Step One: Every document has to be listed and recorded manually. They have to be sorted in categories, which depends on subject, or era, or type. From this will flow the computer design for the website, not the other way round. If the computer program is designed before any knowledge of the contents, it will create massive future problems. This is the experience of Harvard, Cambridge and Tokyo. All these great universities had to redesign their programmes at a colossal cost. As an expert of the subject commented on reading the story: “If you put the cart before the horse it will take a lot of trouble to undo it”.

An appropriately-designed computer program is an effort independent of the rest of the work. At this stage it would be useful to point out that the experience of archives the world over is that computer programs tend to become outdated every five years. So as new computers are put in place, which is technologically understandable, the entire exercise has to be redone. This makes the need to understand the other aspects of archive treatment.

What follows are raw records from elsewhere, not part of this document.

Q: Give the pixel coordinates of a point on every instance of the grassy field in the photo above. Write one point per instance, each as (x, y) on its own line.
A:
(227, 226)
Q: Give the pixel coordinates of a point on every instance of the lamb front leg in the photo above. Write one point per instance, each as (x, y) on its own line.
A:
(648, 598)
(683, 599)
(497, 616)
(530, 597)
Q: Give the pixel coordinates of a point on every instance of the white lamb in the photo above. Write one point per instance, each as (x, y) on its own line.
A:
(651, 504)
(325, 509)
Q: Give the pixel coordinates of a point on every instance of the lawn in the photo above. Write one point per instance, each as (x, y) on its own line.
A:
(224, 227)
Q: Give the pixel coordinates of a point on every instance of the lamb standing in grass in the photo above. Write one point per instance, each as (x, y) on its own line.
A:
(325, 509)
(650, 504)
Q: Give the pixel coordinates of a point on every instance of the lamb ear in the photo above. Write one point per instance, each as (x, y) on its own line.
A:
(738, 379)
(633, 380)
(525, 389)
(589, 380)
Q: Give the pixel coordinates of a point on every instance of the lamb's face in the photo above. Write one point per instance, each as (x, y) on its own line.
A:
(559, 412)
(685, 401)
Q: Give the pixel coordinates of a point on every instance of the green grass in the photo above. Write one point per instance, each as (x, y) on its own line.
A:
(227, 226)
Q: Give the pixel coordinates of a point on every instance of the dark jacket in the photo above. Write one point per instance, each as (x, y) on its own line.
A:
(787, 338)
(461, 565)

The Second Step: Archives all need to be conserved. Paper and fabrics, as also ferrous archives, tend to react to its environment, and as it is a natural fibre it has an ageing process at work. That is why each and every piece of paper needs attention. It must be digitised before the conservation process. This is the most laborious task at hand. Merely digitising and throwing them back in the ‘horse stable’ would destroy an irreplaceable treasure.

The Third Step: Once the conservation part is achieved then it is time to preserve them, and for that a suitable environment is critical where the three elements of light, humidity and temperature have to be at a constant. For this there is a need for a high-quality premises, not a horse stable. Light tends to ‘bleach’ even the finest printed material, while humidity hastens the decay, while temperature works on both these elements. There is a need for premises that guarantee all these things.

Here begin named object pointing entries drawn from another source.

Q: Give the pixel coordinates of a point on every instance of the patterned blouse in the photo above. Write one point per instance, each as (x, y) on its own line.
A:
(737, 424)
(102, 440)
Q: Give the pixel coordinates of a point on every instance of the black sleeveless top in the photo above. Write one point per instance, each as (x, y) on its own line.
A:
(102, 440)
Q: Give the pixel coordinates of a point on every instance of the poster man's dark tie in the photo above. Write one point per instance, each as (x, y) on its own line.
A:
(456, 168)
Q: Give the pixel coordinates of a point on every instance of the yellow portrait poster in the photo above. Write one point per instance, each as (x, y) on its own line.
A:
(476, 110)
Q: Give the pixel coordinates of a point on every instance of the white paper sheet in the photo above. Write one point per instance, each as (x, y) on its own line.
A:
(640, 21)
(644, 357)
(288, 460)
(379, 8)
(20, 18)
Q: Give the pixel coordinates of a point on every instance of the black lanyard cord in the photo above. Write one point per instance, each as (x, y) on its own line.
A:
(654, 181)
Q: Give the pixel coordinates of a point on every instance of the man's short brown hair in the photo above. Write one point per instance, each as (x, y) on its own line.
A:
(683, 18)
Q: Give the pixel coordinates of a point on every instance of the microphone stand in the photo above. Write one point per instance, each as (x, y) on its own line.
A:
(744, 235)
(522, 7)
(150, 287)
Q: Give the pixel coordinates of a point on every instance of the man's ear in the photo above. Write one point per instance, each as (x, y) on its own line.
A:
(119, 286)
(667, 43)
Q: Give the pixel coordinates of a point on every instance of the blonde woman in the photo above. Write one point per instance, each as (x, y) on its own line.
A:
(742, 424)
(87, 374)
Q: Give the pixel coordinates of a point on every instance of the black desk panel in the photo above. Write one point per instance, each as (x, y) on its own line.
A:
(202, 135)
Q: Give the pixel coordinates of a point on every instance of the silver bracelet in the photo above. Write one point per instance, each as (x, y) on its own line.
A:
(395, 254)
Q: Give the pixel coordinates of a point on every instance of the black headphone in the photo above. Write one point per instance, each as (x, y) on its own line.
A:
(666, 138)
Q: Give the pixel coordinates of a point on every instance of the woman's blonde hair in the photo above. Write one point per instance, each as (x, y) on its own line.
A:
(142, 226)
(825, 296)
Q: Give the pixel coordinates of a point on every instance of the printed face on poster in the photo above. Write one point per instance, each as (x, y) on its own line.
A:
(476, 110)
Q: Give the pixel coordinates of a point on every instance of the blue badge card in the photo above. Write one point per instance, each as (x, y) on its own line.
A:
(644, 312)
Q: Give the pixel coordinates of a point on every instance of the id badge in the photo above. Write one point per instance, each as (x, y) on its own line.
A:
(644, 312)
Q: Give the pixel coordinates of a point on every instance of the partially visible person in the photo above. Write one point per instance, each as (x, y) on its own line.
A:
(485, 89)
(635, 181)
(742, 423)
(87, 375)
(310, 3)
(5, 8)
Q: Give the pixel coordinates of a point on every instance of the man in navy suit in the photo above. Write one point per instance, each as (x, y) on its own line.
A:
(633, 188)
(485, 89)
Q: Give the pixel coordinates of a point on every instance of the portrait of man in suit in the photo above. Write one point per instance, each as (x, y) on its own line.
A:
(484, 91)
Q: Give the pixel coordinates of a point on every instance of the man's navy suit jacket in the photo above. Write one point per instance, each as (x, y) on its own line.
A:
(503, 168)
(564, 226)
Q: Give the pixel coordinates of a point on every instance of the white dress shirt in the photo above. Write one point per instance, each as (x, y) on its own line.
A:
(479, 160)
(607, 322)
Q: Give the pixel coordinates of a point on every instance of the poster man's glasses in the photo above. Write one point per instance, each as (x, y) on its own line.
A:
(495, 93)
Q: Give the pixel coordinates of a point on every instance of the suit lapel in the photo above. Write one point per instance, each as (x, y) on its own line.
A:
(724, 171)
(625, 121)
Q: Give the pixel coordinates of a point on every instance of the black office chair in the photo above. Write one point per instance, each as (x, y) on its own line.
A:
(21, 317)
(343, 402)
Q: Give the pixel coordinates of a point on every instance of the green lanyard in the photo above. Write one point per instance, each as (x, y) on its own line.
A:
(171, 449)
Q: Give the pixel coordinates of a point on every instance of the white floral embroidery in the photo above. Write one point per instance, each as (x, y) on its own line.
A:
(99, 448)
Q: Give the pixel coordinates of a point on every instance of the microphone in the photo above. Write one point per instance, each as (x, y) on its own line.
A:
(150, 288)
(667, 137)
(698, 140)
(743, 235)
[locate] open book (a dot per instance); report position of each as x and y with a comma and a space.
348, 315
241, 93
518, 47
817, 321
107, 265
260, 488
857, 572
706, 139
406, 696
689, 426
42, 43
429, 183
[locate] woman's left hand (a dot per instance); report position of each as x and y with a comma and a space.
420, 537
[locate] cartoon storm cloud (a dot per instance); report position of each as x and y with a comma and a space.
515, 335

The Final Step: So what else is needed for the Punjab Archives to be a world-class institution where scholars from all over the world come to research? It goes without saying that the finest place in Lahore for this massive and rare treasure is the old Freemasons’ Hall on The Mall. When ZA Bhutto took it over it was a totally unnecessary step. The hoax that Freemasons were foreign agents – mind you all well-known Pakistanis - did bring the ‘pious’ supporters on the streets, but it was an incorrect assertion. Amazing theories about their connection to the Crusaders of old were printed in newspapers. This was, and remains the world over, an organisation dedicated to charitable campaigns. Yes, it was and remains an elitist organisation like so many others.

The day it was taken over this correspondent was assigned to cover it as a newspaper reporter. Rare and valuable books were thrown on the outside pavement and sold off as ‘raddi’. A few friends picked up a few rare books. An excellent library was destroyed forever. It was like Genghis Khan had visited Lahore. The walls were redone in light purple colour and the chief minister of the Punjab moved in. The huge office they left in the GOR area still remains empty.

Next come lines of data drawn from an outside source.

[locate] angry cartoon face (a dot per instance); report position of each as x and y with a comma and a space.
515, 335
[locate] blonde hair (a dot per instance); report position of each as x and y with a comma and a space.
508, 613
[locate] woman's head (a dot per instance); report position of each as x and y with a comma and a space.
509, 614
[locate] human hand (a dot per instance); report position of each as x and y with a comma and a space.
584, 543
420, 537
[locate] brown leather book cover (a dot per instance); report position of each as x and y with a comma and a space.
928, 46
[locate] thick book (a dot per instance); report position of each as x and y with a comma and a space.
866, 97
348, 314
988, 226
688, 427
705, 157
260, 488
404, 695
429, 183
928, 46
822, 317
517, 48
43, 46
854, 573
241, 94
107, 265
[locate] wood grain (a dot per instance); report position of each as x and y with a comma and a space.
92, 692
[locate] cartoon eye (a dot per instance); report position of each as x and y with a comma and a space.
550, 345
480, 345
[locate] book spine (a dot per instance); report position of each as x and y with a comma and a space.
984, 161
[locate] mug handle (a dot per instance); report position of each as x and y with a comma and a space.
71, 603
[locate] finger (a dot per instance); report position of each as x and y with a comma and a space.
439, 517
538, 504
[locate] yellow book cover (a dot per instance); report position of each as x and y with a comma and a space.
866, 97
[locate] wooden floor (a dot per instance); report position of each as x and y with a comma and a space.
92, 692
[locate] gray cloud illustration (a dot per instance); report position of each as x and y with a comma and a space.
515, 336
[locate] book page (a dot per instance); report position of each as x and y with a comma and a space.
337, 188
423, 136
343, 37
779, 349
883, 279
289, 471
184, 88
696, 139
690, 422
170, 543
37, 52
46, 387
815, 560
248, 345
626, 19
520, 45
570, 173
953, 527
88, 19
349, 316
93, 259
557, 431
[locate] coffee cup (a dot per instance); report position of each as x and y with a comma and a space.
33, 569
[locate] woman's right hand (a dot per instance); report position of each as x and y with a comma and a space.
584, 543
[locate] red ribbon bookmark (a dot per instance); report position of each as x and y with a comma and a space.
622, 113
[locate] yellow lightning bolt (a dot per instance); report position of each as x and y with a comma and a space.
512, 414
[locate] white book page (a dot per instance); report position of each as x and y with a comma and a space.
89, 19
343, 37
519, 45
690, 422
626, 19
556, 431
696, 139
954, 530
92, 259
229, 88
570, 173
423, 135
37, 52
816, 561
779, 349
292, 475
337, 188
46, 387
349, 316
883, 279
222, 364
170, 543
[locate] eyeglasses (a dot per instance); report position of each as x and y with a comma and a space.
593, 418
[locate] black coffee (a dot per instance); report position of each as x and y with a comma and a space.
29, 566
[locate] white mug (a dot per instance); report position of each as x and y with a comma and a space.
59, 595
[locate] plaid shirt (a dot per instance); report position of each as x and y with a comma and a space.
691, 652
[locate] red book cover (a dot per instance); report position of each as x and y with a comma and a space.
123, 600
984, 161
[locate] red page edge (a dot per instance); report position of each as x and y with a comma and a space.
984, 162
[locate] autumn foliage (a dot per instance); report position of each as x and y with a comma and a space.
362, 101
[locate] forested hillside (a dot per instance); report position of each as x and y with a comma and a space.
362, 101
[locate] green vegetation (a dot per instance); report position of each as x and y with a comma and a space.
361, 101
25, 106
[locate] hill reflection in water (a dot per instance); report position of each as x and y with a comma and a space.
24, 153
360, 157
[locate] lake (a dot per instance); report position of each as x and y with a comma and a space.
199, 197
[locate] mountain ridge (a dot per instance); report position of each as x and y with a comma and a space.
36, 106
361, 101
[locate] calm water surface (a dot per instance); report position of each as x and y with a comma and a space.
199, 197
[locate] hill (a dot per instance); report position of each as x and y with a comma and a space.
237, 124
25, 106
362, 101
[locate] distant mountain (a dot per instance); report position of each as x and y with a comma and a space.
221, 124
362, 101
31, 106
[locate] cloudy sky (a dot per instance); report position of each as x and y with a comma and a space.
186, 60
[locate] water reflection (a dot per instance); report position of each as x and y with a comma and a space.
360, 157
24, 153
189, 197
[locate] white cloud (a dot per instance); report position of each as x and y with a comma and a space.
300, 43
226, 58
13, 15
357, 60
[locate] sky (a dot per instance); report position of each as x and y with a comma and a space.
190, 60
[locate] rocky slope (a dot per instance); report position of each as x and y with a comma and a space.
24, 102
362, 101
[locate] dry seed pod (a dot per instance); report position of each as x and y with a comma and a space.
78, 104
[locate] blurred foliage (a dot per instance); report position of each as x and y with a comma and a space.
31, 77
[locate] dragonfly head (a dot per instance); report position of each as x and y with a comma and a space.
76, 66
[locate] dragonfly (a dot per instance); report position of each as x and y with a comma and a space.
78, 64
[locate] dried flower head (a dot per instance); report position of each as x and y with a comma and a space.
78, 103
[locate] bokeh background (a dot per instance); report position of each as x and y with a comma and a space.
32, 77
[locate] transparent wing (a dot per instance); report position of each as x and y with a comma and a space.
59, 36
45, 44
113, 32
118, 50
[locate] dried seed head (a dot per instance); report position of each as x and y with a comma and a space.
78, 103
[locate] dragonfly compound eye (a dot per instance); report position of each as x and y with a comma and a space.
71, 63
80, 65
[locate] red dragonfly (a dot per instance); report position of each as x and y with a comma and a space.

My suggestion has always been that the chief minister be largehearted and return to his original office. Let the old Freemasons Hall become the Punjab Archives building. It has large basement areas where a ‘controlled’ environment can be created effectively. Its old libraries can provide space for a lot of books. It is the ideal location in Lahore.

Mind you they will be dealing with hundreds of thousands of pieces of old paper which covers the area from Kabul to Delhi and from Kashmir to Multan. The timeline is even more awesome, for from the Akbar the Great era to present Pakistan times. The Mughals, the Afghans, the Sikhs and the British era records, almost all of them, are present in the archives.

This is a task that will consume the finest minds. The cut in the planned budget, so one learns, is a cut in the preservation side. This will prove costly in the end. It would not be a bad idea for the government to plan the computer programme according to the nature of the task at hand, not the other way round. This is a one in a lifetime opportunity, and this government should not let the credit for this slip from its fingers.